Yes, I believe this would be a good approach. However, note that when you say random, you should perhaps sample it from images where "hands are most likely to appear". It really depends on your use case, and you have to tune the data set to fit what you're doing.
How you should build your data set, would be something like this:
Crop images of hands from a big image.
Sample X number of images from that same image, but not anywhere near the hand/hands.
If however, you should choose to do something like this:
Crop images of hands from a big image.
Download 1 million images (an exaggeration) that definitely don't have hands. For example, deserts, oceans, skies, caves, mountains, basically lots of scenery. And then use this as your "random images without hands", you might get bad results.
The reason for this, is because there is an underlying distribution already. I assume that most of your images could be pictures of groups of friends, having a party at a house, or perhaps the background images would be buildings.

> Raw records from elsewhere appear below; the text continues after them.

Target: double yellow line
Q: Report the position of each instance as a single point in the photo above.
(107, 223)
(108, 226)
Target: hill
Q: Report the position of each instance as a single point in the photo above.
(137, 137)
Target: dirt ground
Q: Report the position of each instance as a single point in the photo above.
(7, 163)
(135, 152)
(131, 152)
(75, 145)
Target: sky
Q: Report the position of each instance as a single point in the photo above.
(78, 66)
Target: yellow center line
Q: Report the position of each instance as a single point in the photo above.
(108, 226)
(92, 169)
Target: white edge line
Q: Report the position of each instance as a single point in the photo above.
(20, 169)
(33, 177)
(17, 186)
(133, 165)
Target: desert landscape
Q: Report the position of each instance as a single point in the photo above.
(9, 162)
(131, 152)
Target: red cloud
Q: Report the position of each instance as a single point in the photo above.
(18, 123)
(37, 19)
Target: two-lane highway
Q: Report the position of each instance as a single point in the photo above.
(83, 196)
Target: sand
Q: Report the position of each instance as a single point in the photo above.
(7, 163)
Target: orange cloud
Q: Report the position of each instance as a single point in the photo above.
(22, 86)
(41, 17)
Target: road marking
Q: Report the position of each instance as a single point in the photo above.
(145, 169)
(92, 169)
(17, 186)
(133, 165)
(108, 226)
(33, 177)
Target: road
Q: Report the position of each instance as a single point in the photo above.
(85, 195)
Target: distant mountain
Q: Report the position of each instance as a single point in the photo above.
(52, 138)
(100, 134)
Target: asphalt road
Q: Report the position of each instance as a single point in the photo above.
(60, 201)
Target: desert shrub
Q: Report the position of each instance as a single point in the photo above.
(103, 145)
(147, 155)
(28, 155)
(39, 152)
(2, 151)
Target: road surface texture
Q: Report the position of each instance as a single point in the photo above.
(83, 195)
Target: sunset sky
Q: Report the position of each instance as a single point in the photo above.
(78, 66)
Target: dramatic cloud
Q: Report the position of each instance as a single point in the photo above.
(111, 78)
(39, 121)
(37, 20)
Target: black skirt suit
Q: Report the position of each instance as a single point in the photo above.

Hence, introducing scenery images, could corrupt this distribution, whilst holding the above assumption.
Therefore, be really careful when using "random images"!
on all the subsquares of my images
As to this part of your question, you are essentially running a sliding window on the entire image. Yes, practically, it would work. But if you're looking for performance, this may not be a good idea. You might want to run some segmentation algorithms, to narrow down the search space.
Are there other examples of complex 2-class convnets / RNNs I could
use for inspiration?
I'm not sure what you mean by complex 2-class convnets. I'm not familiar with RNNs, so let me focus on convnets. You can basically define the convolutional net yourself. For example, the convolutional layers size, how many layers, what's your max pooling method, how big is your fully connected layer going to be, etc. The last layer, is basically a softmax layer, where the net decides what class it's going to be. If you have 2 classes, your last layer has 2 nodes. If you have 3, then 3. And so on. So it can range from 2, to perhaps even 1000. I've not heard of convnets that have more than 1000 classes, but I could be ill-informed. I hope this helps!
This seems more a matter of finding good labeled training data than of choosing a network. A neural network can learn the difference between "pictures of hands" and "pictures which incidentally include hands", but it needs some labeled examples to figure out which category an image belongs to.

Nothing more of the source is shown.